The Bible and Tradition, each having its own personal characteristics, function in unison and are never separated. The words of Scripture initiated and inspired the spirituality of the early Christian Church. Indeed, the Bible is considered the supreme expression in word of God’s revelation to the world; it is a living testimony of a lived history about the relationship of a living God with a living people, and is always understood, validated, and interpreted within the Tradition of the Church.[1]

Exegetical method varied from Father to Father but the starting point in Patristic exegesis was always the context of faith (the expression of hope). This living context of faith is ‘incarnated’ by the principal Patristic method of scriptural interpretation called, Typology.[2] Father John Breck, describing the Typological relationship within the ecclesial community said that God is: ‘coordinating historical events in such a way that the fulfillment is continually being realized.’ Within this Typological interpretation, in the third century, the Fathers handed over two ‘schools’ of biblical exegesis: the Alexandrian (Allegorical/ symbolic interpretation of the text)[3] in reaction to Hellenistic Idealism and the Antiochene (historical-literal interpretation and theoria/vision-to illumine the historical)[4] in reaction to the docetists. By the Fourth century these two ‘schools’ of interpretation were ecumenically reconciled from divisions and dilemmas by the Cappadocian Fathers. In later patristic tradition, Scripture was interpreted in accordance with the ‘rule of faith’ and confessed a spiritual/allegorical interpretation. However, the only ‘school’ of biblical interpretation is the ‘rule’ of prayer. St Athanasios of Alexandria in his work, On the Incarnation mentions that: ‘Whoever wishes to understand the mind of the sacred writers must first cleanse and purify himself by holiness of life and imitating the saints.’ The context, within which one discovers the spiritual mind, according to the way of the Fathers, is the reading and reliving of Scripture in the Tradition of the Church. For instance, the lectionary of Scripture moves and lives within the rhythm of the liturgy which expresses the living word of God; thus, the Bible is part of Tradition.

The Fathers understood Scripture within the living continuity of the mystical oral Apostolic Tradition. The understanding is that the Spirit dwells in the word, just as it breathes in the Church. Therefore, there are existing doctrines which, while they have never been formally defined by the Church, they constitute its inner conviction and are as binding as any explicit formulation. For example, words, symbols and gestures all form a part of the one Tradition and constitute the framework for the interpretation of Scripture.

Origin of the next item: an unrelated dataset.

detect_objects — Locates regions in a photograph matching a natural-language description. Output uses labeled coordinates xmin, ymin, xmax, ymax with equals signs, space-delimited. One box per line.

The reception of the revelation cannot be limited to particular documents or certain times: ‘once delivered to the saints’ (Jude 3), but is directly accessible to each person in the living body of Christ. Subsequently, the message of the Fathers is that, each person is called to encounter truth in a personal way with the theology that is recorded in the Scriptures but relayed to all through the Tradition of the ages.

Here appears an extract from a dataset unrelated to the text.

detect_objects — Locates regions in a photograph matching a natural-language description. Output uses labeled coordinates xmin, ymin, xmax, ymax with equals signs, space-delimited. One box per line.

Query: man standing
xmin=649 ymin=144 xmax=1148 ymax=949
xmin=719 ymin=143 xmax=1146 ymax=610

[1] Traditionally, in their literary and liturgical practice, the Fathers exclusively adopted the Greek Septuagaint. In regard to the New Testament canon, they endorsed the position of Alexandria.

[2] Common to the Fathers of the East and West, Typology sees each passage of Scripture in terms of a double movement: from the historical past (of the event) to the eschatological reality (of the Kingdom), and from the personal present (of the reader) to the historical past (of the text).

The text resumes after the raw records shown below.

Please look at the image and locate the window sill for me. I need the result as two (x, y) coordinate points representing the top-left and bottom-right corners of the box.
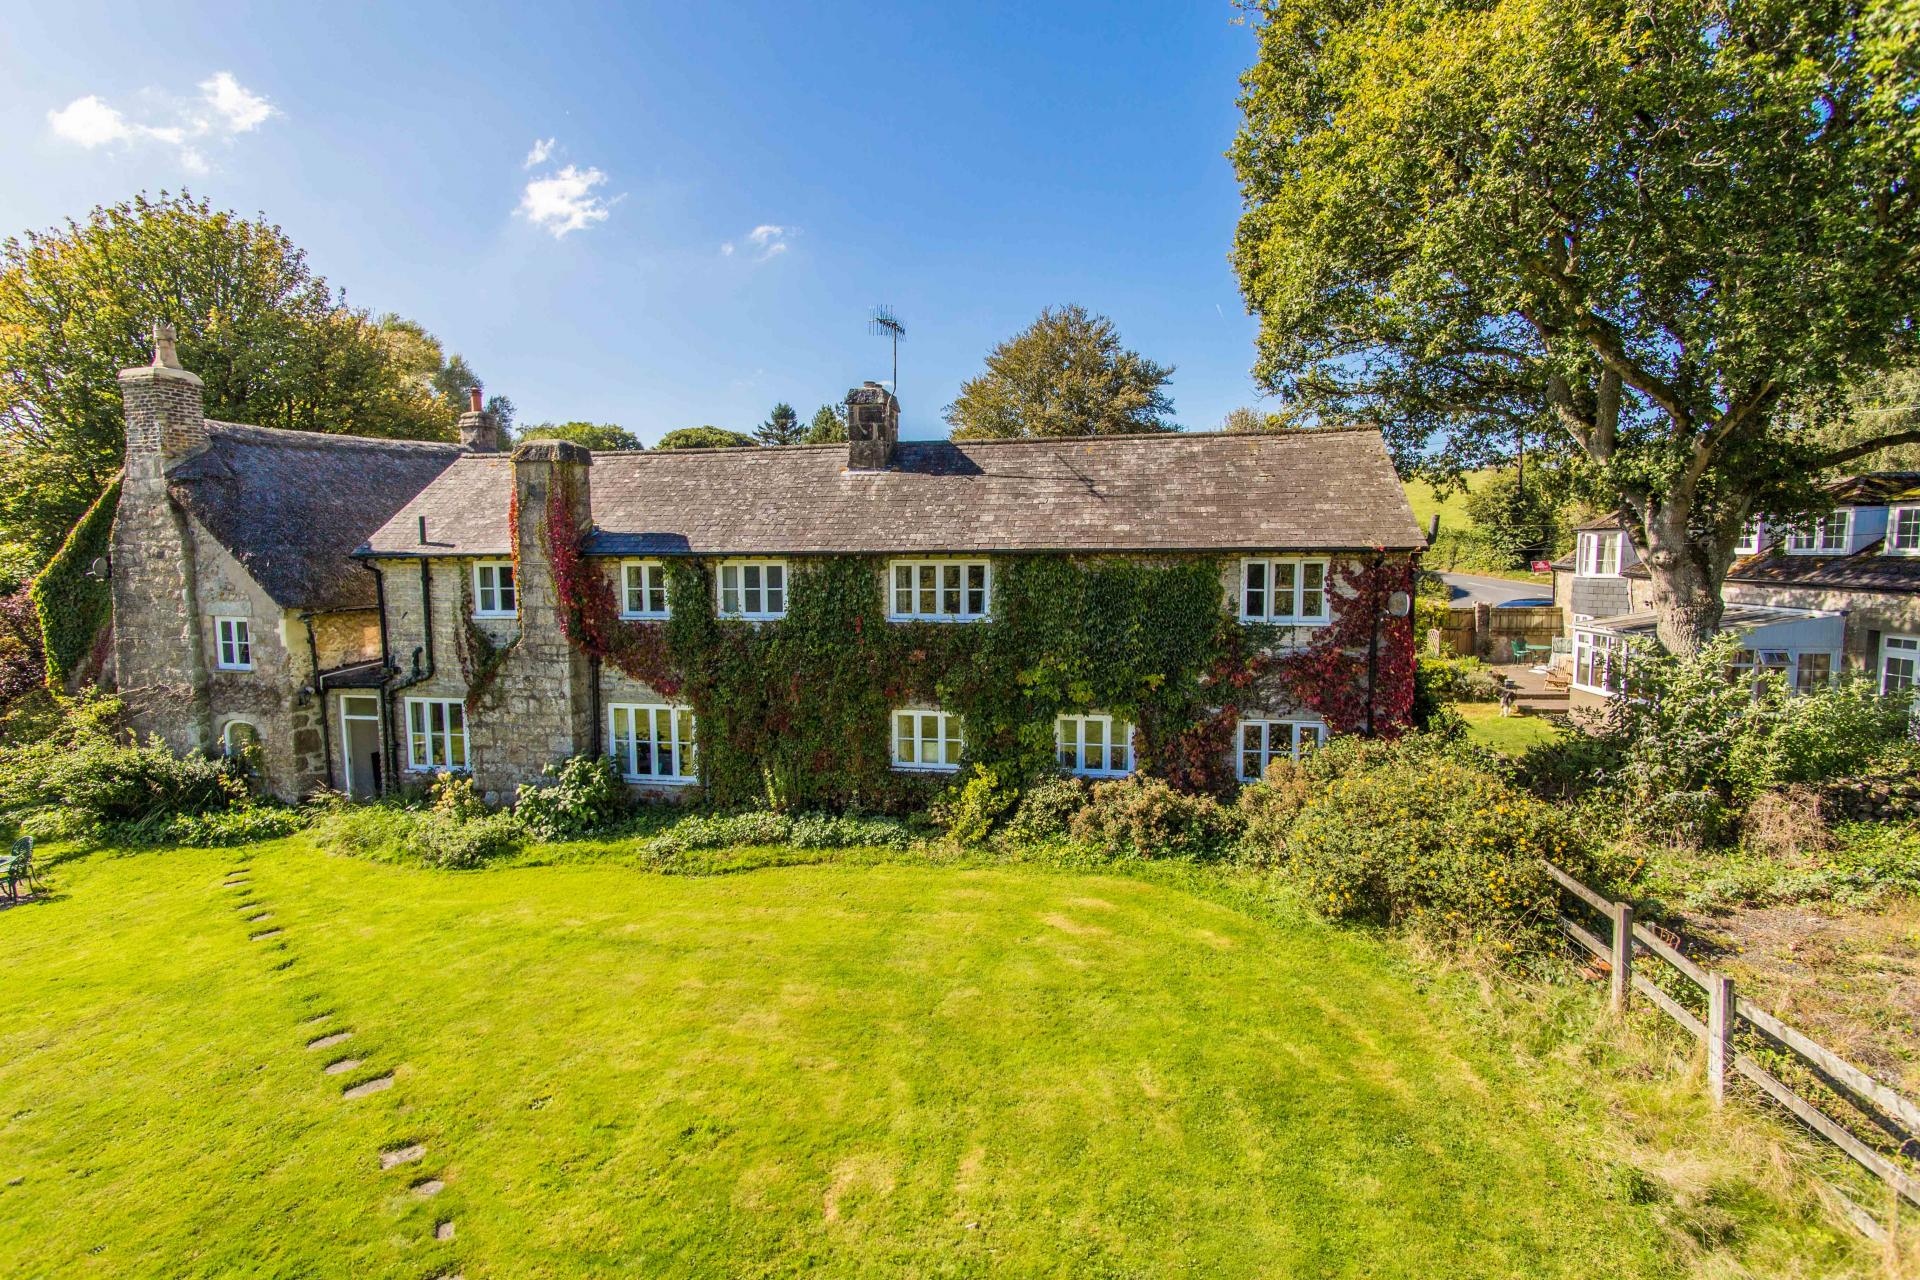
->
(1063, 768), (1134, 780)
(618, 611), (671, 621)
(620, 774), (698, 786)
(1238, 617), (1331, 627)
(214, 665), (254, 673)
(891, 763), (960, 774)
(471, 611), (518, 621)
(406, 765), (471, 774)
(717, 613), (787, 623)
(885, 615), (991, 624)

[3] Origen (d.254) in his treatise On First Principles said: ‘the Scriptures were composed by the Spirit of God and that they have not only a meaning that is ‘revealed’ but also another that is ‘hidden’ from most people.

[4] Diodore of Tarsus (d.c. 390) explained in his Commentary on the Psalms: ‘we will not rule out a higher meaning or theoria, for history is not opposed to theoria;…it is the basis and substructure of higher insights…it is necessary to understand even the term ‘allegory’…without doing damage to history.’